A: You are comparing two systems of differential equations, the linear system
$$
\dot v=Av
$$
and the non-linear system
$$
\dot x=F(x)
$$
with $F(0)=0$ a stationary point at the origin and $DF(0)=F'(0)=A$ as the Jacobian. If $F$ is sufficiently smooth, say twice differentiable at least, the vector fields look similar close to the origin.
Now if one eigenvalue of $A$ is real and positive, or a conjugate eigenpair has a positive real part, then there are solutions of the linear system that connect the stationary point with infinity moving outwards. The question asks if the non-linear system is similar enough that solutions close-by inherit enough of this divergence to prevent this point from being stable.
The Hartman-Grobman theorem answers this in the most comprehensive way (lesser tools may be able to also answer this with more effort) by the claim that there is some diffeomorphism $\Phi$ mapping a neighborhood of the origin in the linear system to a neighborhood of the stationary point of the non-linear system (here also the origin) with $Φ(x)=x+O(|x|^2)$ so that $$x(t)=Φ(e^{At}v_0)$$ is the solution of $$\dot x=F(x)~~\text{ with }~~x_0=Φ(v_0)\iff v_0=Φ^{-1}(x_0)$$ for $x_0$ close to the fixed point $0$ and $t$ small enough.
Now if $A$ has an eigenvalue $\lambda=\alpha+i\beta$ with positive real part $α$, then there will be an eigenvector $u+iw$ leading to real solutions $e^{αt}(\cos(βt)u-\sin(βt)w)$ for the linear equation and thus
$$
x(t)=Φ(v(t))=Φ\bigl(e^{αt}(\cos(βt)u-\sin(βt)w)\bigr)
$$
(for a real positive eigenvalue just set $β=0$).
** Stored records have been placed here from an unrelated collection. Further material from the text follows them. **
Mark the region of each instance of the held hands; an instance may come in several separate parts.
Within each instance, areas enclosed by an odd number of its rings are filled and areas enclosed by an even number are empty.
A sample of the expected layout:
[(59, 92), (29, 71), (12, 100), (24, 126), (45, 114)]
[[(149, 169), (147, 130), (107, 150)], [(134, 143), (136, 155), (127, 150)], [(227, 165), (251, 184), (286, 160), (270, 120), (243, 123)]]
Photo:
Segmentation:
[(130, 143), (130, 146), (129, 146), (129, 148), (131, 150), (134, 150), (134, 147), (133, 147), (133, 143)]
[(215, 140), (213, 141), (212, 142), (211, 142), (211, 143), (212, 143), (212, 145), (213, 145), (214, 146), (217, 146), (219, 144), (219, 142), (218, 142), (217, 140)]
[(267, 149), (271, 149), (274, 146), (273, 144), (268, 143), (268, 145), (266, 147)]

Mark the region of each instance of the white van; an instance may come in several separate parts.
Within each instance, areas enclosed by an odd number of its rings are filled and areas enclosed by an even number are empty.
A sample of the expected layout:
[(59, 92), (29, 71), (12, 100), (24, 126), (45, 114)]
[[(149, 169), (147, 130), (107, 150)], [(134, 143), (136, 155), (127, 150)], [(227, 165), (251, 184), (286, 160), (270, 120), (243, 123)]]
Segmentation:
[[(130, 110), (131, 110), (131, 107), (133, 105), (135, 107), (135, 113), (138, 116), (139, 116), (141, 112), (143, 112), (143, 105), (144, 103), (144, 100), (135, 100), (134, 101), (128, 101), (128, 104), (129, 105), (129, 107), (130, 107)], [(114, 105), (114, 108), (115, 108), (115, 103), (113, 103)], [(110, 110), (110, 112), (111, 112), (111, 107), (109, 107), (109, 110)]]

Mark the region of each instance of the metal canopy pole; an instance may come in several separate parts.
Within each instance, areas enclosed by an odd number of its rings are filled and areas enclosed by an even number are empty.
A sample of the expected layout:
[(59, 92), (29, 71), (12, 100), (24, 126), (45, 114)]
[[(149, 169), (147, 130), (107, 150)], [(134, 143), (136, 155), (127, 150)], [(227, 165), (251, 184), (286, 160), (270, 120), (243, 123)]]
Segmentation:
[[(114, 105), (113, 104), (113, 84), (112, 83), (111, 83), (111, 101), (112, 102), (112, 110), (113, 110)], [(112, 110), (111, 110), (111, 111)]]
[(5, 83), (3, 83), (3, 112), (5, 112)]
Now if you fix some point $x(t_*)$ on this solution that is still inside the range of the diffeomorphism, then the points $x_0=x(t_0)$, $t_0<t_*$ can be selected arbitrarily close to the origin (select $β(t_*-t_0)\in 2\pi\Bbb Z$ to get points on the same ray to the origin). Thus you get initial points arbitrarily close to the origin that have solutions that pass through the same point $x(t_*)$ (relatively) far away from the origin. This is then a contradiction to both definitions of stability and asymptotic stability.